National
Justice Raut-led panel fails to resolve dispute over law amendment
As the panelists remained divided, two separate reports were presented to Chief Justice Shrestha making the appointment of judges uncertain.Post Report
The panel formed to resolve disputes over an amendment to the Judicial Council Regulations has failed to find a meeting point with the Nepal Bar Association refusing to budge from its demand to revert the changes.
Following the protest from the lawyers’ umbrella body, the leadership in the judiciary constituted a five-member committee on September 2 to settle the matter through dialogue. Prakash Man Singh Raut, the senior-most justice of the Supreme Court, led the panel.
Ram Prasad Bhandari, a member of the council, Gopal Krishna Ghimire, and Anjita Khanal, president and general secretary of the association respectively, and Yam Bahadur Budha, secretary at the council, were members of the panel.
Despite 10 days of effort, the Raut-led panel couldn’t resolve the dispute. Raut and Bhandari disagreed with the association’s demand to revert the amendment, while Budha remained neutral. As a result, two separate reports have been presented to Chief Justice Bishowambhar Shrestha.
“Scrapping the amendment to the regulation is our bottom line. We [Ghimire and Khanal] presented a separate report as the other side didn’t agree to our demands,” said Ghimire. “Now it is up to the chief justice to find a solution.”
The council revised the regulations in September 2023, adjusting the judges’ ranking. According to the amendment published in the Nepal Gazette on September 20 last year, the chief registrar of the Supreme Court or the council secretary, if appointed a high court judge, would be ranked right after the chief judge of the high court.
The association has demanded that the provision be revoked, describing it as regressive, biased, discriminatory, arbitrary, and unconstitutional and arguing that it contradicts the principles established by Supreme Court’s verdicts. On September 1, the association started a sit-in demanding that judges be appointed only after revising the provision.
The protest was called off with an agreement to form the Raut-led committee.
The lawyers’ body had started the protests as the council was making final preparations to appoint judges across three layers of courts. While four judges’ positions are vacant in the Supreme Court, 16 judges are needed in various high courts.
The five-member Judicial Council, led by the chief justice, nominates judges and justices. The council includes the law minister, the senior-most Supreme Court justice, and two advocates—one each picked by the association and the government.
Against the association’s demand, the Judicial Officers Society wants to continue the existing provision in the regulation. Opposing the idea of forming the Raut-led panel, the society warned that any decision on legal matters must be made in court, not on the streets. The society is an association of the officials working under the judicial services.
The appointment of judges has become uncertain, as the council’s leadership has been caught in the two associations’ contradictory demands.
In December last year, the council appointed Lal Bahadur Kunwar, the Supreme Court chief registrar, a high court judge and ranked him second after the chief judge of Patan High Court. The association claims that the amended regulation unfairly demotes judges appointed from among lawyers, placing them below career judges in the hierarchy.
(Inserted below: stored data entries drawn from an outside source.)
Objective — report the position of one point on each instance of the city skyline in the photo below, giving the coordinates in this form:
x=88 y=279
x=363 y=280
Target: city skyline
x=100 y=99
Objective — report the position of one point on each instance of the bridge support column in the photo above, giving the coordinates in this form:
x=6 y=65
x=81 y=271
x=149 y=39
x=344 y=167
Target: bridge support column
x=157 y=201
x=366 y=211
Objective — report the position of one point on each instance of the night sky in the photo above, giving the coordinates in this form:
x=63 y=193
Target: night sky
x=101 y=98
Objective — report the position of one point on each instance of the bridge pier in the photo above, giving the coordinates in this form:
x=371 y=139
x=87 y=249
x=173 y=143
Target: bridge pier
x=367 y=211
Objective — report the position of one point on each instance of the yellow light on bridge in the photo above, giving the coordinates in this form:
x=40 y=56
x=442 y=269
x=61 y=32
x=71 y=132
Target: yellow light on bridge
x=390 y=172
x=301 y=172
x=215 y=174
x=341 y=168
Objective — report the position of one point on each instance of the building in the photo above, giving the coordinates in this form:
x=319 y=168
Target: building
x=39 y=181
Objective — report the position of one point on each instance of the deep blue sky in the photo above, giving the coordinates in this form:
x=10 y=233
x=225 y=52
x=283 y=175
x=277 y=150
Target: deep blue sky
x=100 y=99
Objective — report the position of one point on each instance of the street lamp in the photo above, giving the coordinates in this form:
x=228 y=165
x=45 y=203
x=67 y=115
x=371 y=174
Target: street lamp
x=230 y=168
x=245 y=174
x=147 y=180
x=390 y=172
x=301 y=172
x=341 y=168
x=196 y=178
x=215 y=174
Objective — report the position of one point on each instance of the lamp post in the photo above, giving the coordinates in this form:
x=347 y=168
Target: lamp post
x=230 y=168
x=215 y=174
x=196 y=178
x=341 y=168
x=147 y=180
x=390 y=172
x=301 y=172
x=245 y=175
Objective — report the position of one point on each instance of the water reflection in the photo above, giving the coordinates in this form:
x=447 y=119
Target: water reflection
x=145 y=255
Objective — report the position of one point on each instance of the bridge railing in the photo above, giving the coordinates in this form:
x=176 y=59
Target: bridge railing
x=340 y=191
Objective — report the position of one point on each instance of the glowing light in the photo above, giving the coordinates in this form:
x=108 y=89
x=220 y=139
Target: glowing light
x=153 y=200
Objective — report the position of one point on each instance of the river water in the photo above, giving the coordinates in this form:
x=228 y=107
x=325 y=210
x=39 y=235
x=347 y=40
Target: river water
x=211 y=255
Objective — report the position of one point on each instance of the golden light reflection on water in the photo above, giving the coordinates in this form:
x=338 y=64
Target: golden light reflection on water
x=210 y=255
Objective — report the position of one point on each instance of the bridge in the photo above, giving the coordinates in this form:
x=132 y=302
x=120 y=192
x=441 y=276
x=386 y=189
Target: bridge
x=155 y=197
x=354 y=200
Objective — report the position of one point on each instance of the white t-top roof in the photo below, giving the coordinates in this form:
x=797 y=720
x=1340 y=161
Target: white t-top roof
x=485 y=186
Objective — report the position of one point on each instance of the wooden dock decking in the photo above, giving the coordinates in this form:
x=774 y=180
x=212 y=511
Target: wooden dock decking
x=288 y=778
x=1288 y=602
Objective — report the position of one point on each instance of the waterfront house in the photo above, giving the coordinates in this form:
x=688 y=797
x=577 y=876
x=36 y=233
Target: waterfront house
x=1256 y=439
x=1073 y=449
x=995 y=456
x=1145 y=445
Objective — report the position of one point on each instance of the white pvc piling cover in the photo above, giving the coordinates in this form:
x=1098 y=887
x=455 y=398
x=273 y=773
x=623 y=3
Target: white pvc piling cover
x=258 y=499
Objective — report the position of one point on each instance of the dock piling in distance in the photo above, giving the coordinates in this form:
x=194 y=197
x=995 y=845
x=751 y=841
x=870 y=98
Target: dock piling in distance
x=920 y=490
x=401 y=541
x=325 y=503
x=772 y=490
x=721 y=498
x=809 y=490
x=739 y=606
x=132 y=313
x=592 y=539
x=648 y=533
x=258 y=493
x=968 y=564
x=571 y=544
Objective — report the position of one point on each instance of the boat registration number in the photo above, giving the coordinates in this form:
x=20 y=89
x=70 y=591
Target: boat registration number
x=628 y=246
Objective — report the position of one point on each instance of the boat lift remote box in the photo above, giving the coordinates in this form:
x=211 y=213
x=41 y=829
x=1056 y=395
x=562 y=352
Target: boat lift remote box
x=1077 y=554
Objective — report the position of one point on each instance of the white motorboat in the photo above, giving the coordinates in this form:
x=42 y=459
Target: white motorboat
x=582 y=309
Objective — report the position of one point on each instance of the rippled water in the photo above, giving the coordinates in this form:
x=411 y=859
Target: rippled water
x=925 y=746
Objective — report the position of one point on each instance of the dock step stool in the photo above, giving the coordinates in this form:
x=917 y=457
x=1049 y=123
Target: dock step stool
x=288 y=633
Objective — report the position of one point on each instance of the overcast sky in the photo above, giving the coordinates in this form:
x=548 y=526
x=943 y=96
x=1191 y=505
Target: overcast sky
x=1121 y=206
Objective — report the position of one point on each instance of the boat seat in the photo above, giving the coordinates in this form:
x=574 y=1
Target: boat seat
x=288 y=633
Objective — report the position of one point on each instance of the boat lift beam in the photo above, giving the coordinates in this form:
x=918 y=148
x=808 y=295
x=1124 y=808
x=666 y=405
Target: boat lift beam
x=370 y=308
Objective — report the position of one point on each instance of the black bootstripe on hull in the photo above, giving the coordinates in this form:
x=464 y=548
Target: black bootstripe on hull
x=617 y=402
There was a practice of filling around half the vacant judge positions from among lawyers. However, Chief Justice Shrestha gave them less priority, which was also a reason for the protest.
In January, 26 district court judges were promoted to high court positions. Four joint secretary-level officials from the judicial service were also picked as high court judges. But only nine lawyers were appointed judges. The association had demanded that half the judges be appointed from among the lawyers.
In the judicial hierarchy, those appointed to the high court from the lawyers’ category are ranked below those promoted from among district court judges or those picked from the judicial service.
“We will devise our future course based on the chief justice’s action,” said Ghimire. As the chief justice retires on October 6, he wants to fill the vacant positions before that.